Lo schema riporta gli strumenti giuridici utilizzabili per far fronte alle situazioni economiche di crisi prospettate.

   

Fase 3)
Suggeriamo infine alcune semplici regole da tener presenti per il confronto con i creditori:

  • non preferire alcun creditore / fornitore ad altro per rispettare il principio della par condicio creditorum (e cioè pagare nella stessa maniera creditori che si trovano nelle stesse condizioni);
  • non ampliare le garanzie dei creditori del pregresso (consegnando titoli o firmando impregni personali…): nella fase di ripartenza le garanzie ancora disponibili possono essere più che utili per la continuità.
  • non sostituire posizioni debitorie chirografarie con creditori privilegiati (ad es.

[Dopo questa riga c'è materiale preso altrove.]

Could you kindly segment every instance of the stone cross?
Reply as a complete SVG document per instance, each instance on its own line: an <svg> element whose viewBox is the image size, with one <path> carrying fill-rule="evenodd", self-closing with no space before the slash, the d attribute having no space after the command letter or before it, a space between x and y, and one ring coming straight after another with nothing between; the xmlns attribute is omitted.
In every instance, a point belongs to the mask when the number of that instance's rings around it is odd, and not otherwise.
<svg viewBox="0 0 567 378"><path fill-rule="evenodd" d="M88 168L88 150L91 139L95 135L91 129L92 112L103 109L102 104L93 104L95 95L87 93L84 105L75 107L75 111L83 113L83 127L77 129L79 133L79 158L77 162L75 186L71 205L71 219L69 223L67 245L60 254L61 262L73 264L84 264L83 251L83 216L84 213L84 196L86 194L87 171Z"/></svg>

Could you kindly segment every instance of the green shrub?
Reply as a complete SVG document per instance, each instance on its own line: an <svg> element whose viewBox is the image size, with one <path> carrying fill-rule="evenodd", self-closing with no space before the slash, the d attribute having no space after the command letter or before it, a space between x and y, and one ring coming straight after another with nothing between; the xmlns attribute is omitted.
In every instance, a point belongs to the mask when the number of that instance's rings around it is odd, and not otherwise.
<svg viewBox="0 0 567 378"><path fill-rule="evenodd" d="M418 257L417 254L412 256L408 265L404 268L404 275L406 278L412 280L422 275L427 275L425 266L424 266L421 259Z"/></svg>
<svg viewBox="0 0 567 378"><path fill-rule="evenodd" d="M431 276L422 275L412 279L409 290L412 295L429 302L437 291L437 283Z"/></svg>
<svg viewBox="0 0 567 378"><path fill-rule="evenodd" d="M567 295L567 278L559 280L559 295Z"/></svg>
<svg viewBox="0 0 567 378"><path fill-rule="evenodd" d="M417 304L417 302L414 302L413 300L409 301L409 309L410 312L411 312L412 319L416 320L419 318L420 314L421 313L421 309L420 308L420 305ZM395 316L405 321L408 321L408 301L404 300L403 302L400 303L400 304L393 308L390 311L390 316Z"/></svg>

Stato);
  • fare “cassa” per quanto possibile e non utilizzare somme eventualmente disponibili, prima di aver ben chiara la strategia che si intende perseguire (una volta spesi/pagati non sono più recuperabili);
  • agire tempestivamente per evitare aggravi di costi (interessi di mora, penali, costi giudiziari…);
  • essere trasparenti con i propri creditori, evidenziando sia le attività che le passività e soprattutto le conseguenze dell’eventuale mancato accordo (e cioè il passaggio alla situazione più in basso nella tabella precedente);
  • farsi assistere, preferibilmente, da professionisti seri e preparati per le proprie aree di competenza (meglio che vi sia una forte sinergia tra il legale ed il commercialista in una fase così delicata, cosicché la valutazione economica e la tutela giuridica si muovano di pari passo);
  • non inviare comunicazioni ai creditori prima di essersi confrontati con i professionisti, ogni comunicazione inviata potrà essere “utilizzata contro di voi” in caso di mancato accordo.
     

In conclusione, utilizzando un paragone aereonautico “talvolta per avverse condizioni o per errori, l’aereo si può trovare in stallo (totale perdita della forza “portanza” che sostiene le ali), il pilota inesperto accelera subito per alzare il muso dell’aereo ed evitare di “cadere”, il buon pilota, invece, analizza meglio la situazione e al contrario, abbassa subito il muso dell’aereo, aspetta di recuperare la velocità necessaria, accelerando solo quando serve per tornare a volare”. Solo facendo scelte giuste al momento giusto si potrà uscire il prima possibile da questa brutta situazione.